Я уже собрался где-то заказывать эти ноты, как вдруг мне звонит хранитель отдела редкостей консерваторской библиотеки и говорит: «Ой, Паша, знаете, я тут рылась у нас в подвале — кажется, нашелся полный набор этих голосов». Я прихожу — действительно, лежат голоса на весь оркестр. На руки они никогда не выдавались — то есть их до меня фактически никто не видел. Тогда я их взял и стал восстанавливать по ним партитуру, сводить их все вместе. Это очень интересный издательский процесс, но в какой-то момент мне стало интересно уйти чуть в сторону. Я спросил, есть ли у них еще что-нибудь интересное этого времени — хотя вообще-то я их каталог знал почти наизусть. Они говорят: «У нас есть фортепианный концерт Геништы». Иосиф Геништа был учеником Гесслера, и я решил этот концерт посмотреть. Мне вынесли какую-то рукопись, я ее открыл — и понял, что музыка-то та же самая. Фамилия на рукописи не стоит, но стало ясно, что эта рукопись и есть концерт Гесслера в партитуре.
Поскольку в тот момент ни одного автографа Гесслера известно не было, мне было не с чем сравнить эту рукопись, чтобы выяснить, сделал ли ее композитор собственноручно. На рукописи были исправления, сделать которые мог только сам композитор — и я предполагал, что это может быть автограф, но поскольку доказательств не было, склонялся к тому, что это авторизованная копия: то есть Гесслер заказал ее какому-то копиисту, а затем сам ее скорректировал.
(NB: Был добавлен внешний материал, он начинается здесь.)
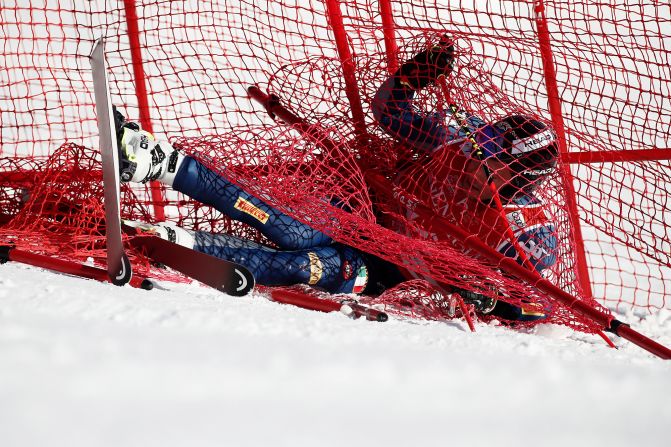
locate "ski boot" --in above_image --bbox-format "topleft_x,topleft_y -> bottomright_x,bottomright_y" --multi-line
122,220 -> 195,249
488,300 -> 548,323
452,287 -> 498,315
112,107 -> 184,186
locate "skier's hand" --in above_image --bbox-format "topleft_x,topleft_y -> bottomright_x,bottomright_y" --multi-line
429,34 -> 456,80
396,34 -> 456,90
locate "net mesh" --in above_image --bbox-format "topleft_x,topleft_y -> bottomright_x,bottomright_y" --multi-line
1,0 -> 670,328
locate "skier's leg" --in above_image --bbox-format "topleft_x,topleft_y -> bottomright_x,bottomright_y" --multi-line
194,231 -> 368,294
172,156 -> 332,250
116,110 -> 332,250
127,220 -> 369,294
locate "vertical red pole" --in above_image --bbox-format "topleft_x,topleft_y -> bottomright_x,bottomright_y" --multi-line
122,0 -> 165,221
534,0 -> 594,298
324,0 -> 367,136
378,0 -> 399,74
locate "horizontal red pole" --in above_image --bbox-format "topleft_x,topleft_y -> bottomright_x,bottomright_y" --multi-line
0,169 -> 102,185
617,324 -> 671,360
565,148 -> 671,164
1,246 -> 151,289
0,171 -> 41,184
270,288 -> 342,313
7,247 -> 111,281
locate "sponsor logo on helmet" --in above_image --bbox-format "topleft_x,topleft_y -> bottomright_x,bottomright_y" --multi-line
510,129 -> 555,155
523,167 -> 555,176
495,223 -> 556,269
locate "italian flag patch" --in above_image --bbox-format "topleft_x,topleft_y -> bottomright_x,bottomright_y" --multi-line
352,265 -> 368,294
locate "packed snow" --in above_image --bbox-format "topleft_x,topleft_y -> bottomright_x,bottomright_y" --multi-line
0,262 -> 669,447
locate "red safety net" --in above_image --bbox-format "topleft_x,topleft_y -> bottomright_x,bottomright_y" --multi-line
1,1 -> 670,330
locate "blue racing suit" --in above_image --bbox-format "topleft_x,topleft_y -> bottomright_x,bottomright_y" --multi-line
170,156 -> 368,294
Ариетта. Автограф Иоганна Вильгельма Гесслера из собрания Берлинской государственной библиотеки
Опубликовав концерт, я подарил издание Берлинской государственной библиотеке. А буквально через полтора месяца через ту же самую систему RISM увидел, что они у себя выявили рукопись небольшой ариетты и атрибутируют ее Гесслеру. В Берлинской библиотеке всегда сканируют и вывешивают в общий доступ образцы всех почерков, чтобы исследователи могли сравнивать — и тут я увидел, что это точно такой же почерк, как в партитуре, которую мы нашли в Консерватории. То есть оказалось, что эту партитуру концерта он написал сам. Видимо, некоторые его рукописи все-таки осели на руках у людей, может быть, были куплены или подарены и случайно сохранились.
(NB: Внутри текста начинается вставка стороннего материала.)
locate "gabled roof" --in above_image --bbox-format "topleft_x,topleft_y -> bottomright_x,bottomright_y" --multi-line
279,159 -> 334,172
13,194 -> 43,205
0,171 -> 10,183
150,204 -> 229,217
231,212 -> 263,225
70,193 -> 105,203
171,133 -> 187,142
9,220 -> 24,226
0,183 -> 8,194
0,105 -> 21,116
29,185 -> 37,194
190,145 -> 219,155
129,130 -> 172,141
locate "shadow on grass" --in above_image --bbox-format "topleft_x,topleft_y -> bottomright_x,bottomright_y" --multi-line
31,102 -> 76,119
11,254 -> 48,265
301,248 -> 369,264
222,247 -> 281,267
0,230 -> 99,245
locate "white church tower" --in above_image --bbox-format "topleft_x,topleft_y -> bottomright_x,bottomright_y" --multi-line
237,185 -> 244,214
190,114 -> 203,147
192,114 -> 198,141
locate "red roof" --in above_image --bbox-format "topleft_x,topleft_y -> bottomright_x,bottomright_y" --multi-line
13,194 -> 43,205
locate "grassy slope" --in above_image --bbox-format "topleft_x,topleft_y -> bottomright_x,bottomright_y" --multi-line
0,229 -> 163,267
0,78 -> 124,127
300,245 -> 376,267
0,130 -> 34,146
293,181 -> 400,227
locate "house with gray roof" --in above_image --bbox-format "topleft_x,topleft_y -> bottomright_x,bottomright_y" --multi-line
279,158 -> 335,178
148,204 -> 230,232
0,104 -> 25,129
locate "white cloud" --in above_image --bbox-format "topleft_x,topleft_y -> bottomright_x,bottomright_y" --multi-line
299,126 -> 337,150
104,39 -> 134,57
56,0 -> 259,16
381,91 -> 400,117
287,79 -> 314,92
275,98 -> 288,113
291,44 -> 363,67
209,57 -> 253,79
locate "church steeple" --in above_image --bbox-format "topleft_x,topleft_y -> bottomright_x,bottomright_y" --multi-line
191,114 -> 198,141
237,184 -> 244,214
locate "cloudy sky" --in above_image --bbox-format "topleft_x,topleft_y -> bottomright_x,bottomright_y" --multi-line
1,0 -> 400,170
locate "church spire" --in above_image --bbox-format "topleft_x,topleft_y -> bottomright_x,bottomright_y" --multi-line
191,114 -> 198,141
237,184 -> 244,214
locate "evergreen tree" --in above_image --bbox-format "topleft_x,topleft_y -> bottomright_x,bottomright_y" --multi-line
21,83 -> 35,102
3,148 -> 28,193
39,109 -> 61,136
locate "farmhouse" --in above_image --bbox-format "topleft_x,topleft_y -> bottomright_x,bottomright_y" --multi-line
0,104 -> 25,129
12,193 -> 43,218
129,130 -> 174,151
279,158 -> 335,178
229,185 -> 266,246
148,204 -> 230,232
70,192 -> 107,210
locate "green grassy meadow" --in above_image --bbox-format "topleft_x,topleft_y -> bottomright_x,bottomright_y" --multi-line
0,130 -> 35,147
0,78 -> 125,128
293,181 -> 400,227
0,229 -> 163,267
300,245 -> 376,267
Но поиск — это еще не конец. Все то, что мы разрыли и восстановили, нужно вывести на концертную сцену. И в этом смысле у концерта Гесслера снова оказалась счастливая судьба: после того как была подготовлена партитура, мы его два раза сыграли в Москве, в Консерватории и в Доме музыки, а потом возили его в Германию, на фестиваль старинной музыки в Херне. Последний шаг — сделать студийную запись диска. Собственно, ее мы тоже уже сделали, но диск еще не вышел — теперь мы ждем, когда он выйдет и наши люди услышат, что, оказывается, в Москве жил такой замечательный композитор.
И. В. Гесслер. Финал концерта для фортепиано с оркестром op. 50 Фестиваль Tage Alter Musik, Херне (Германия), 15 ноября 2013 года. Оркестр Pratum Integrum. Солист — Ольга Мартынова (молоточковое фортепиано). Дирижер — Павел Сербин.